Lenny's PodcastHow to grow a subscription business | Yuriy Timen (Grammarly, Canva, Airtable)
At a glance
WHAT IT’S REALLY ABOUT
Yuriy Timen’s playbook for scaling profitable subscription growth engines
- Yuriy Timen, former head of growth at Grammarly and advisor to companies like Canva and Airtable, breaks down how subscription products actually grow and where most teams go wrong.
- He outlines three primary growth engines—virality/network effects, SEO, and paid acquisition—explaining when each is viable, how to test them properly, and why focus with clear guardrails beats chasing every channel at once.
- Timen dives into current shifts in paid acquisition (post‑iOS and post‑‘grow at all costs’), the resurgence of SEO and offline channels, and the critical role of onboarding and activation in making any growth channel work.

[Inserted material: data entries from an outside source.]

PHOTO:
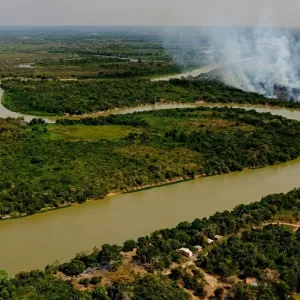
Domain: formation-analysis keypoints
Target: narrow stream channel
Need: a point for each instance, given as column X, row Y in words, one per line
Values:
column 38, row 240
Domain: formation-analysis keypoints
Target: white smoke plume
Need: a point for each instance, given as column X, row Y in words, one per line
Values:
column 262, row 59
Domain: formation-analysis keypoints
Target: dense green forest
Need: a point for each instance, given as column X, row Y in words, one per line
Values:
column 107, row 53
column 91, row 96
column 251, row 246
column 53, row 165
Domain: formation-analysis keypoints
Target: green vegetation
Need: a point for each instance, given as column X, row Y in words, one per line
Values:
column 111, row 54
column 253, row 245
column 91, row 96
column 55, row 165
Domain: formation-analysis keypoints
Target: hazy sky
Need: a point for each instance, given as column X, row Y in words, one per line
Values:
column 148, row 12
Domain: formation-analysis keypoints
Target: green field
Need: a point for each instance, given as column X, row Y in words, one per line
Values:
column 75, row 160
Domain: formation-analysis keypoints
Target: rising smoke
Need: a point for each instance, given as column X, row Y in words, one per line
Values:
column 262, row 59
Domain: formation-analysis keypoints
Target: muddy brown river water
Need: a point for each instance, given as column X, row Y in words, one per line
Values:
column 38, row 240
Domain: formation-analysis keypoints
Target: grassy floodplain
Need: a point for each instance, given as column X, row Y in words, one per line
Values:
column 75, row 160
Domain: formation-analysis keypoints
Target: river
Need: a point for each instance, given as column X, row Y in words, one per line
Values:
column 37, row 240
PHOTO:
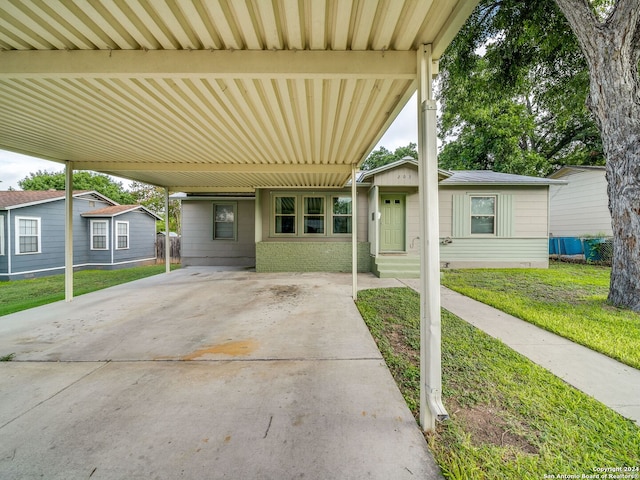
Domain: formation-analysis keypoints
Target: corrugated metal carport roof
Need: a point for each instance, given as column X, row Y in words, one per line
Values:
column 212, row 95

- He also shares concrete benchmarks, tools, and mental models for attribution, experimentation, and prioritizing long‑term, defensible growth over short‑term vanity numbers.
IDEAS WORTH REMEMBERING
5 ideasStart with the growth engine your product naturally supports, not the one you wish you had.

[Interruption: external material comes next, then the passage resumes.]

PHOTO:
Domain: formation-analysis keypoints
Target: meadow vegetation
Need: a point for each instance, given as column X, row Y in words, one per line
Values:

Products with inherent network effects (e.g., collaboration tools, marketplaces) should lean into virality and referrals, while prosumer tools with high LTVs and strong free‑to‑paid conversion can often win with paid and/or SEO.
Focus on one primary channel at a time, but set clear guardrails for when to move on.
Spreading thin leads to half‑baked experiments; over‑focusing risks wasting time on dead ends. Define upfront benchmarks (e.g., CTR ranges, minimum impressions, early unit economics) so you know whether a channel deserves more investment or a pause.
Onboarding and activation are almost always the highest‑leverage product investments.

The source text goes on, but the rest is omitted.